I thank Ms Stewart for her presentation. While I am not a member of the joint committee, I am aware that SUSI has an ongoing relationship with the committee and Ms Stewart has appeared before it on a number of occasions.

No other organisation has created a greater burden of work for my constituency office than SUSI. We have found it virtually impossible to deal with the organisation, as have the students and parents who have had to interact with it. I do not propose to focus this discussion on my office or any other office. I will focus instead on the impact of the current problems on students. I am still dealing with cases in which grant applications have not been processed. Students have suffered the ignominy of being refused entry to the library of their college or having to make special arrangements to take examinations. Some will not receive their examination results because their cases have not been concluded. This has a major impact on their lives and those of their parents and causes great trauma. There are people at their wits' end as a result of this mess. While I may be concerned about the efforts being made by my staff or Ms Stewart's staff, that is not the main problem. The issue here is the lives of young people who are trying to get an education that will enable them to enter the workforce. Members who know me will agree that I do not engage in grandstanding. It does not give me pleasure to raise these issues.
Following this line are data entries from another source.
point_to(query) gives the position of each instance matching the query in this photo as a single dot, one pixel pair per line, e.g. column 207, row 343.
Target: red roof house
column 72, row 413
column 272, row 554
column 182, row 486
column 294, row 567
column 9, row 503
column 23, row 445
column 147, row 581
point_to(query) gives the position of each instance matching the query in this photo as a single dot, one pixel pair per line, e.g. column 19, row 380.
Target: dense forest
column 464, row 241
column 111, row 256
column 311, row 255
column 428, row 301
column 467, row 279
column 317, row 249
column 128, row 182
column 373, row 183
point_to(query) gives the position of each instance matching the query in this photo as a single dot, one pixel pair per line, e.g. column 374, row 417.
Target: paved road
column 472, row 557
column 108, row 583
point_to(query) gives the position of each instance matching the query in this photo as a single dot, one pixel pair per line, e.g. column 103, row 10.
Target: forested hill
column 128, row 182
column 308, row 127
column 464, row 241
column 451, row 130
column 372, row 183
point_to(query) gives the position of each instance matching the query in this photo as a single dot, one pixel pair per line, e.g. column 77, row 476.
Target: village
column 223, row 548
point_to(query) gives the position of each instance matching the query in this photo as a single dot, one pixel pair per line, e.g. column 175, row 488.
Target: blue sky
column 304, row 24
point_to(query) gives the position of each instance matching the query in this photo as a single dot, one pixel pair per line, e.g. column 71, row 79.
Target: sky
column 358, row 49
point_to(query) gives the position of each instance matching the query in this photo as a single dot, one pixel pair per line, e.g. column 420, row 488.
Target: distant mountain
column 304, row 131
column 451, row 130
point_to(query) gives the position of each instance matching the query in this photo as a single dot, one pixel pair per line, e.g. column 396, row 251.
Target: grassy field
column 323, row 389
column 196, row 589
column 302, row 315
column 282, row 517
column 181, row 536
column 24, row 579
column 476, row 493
It is the lives of young people that are hugely affected and hugely traumatised by the mistakes of the City of Dublin VEC for expressing an interest in something which, clearly, it was not ready for. I am amazed it would have sought a contract for which it was ill-prepared. That it should bring Accenture in half way through a process is mind-boggling.

One of my questions to Ms Jacinta Stewart is who is taking responsibility for making that expression of interest and being so poorly resourced, so poorly informed and so poorly structured to deliver that service? I like the idea of the public service taking on more work. I liked the idea that it did not fall into the hands of a private organisation because I believe in public service. However, I have to say the respect for public service is eroded every day when an organisation such as this fails in such a monumental way to reach the standard it would have been expected to reach. Is there a service level agreement in place between the CDVEC and the Department of Education and Skills? Has any discussion taken place with the Minister and the Department in respect of the breaches of that service level agreement? Has the organisation been penalised in terms of the payment from the Department, based on its failure to meet the service that would have been expected? Does such an agreement exist? Perhaps it does not. I do not want to put all the blame on the organisation. There is an equal burden of blame on the Minister and the Department of Education and Skills for accepting in good faith what it proposed to deliver. It might be excusable if for some reason the organisation had no knowledge or history of dealing with grants but it did, therefore, it should have been able to put in place an appropriate model to meet the standard. Will Ms Stewart please explain who will take responsibility? I will be straight, has Ms Stewart considered her position as a result of the failure?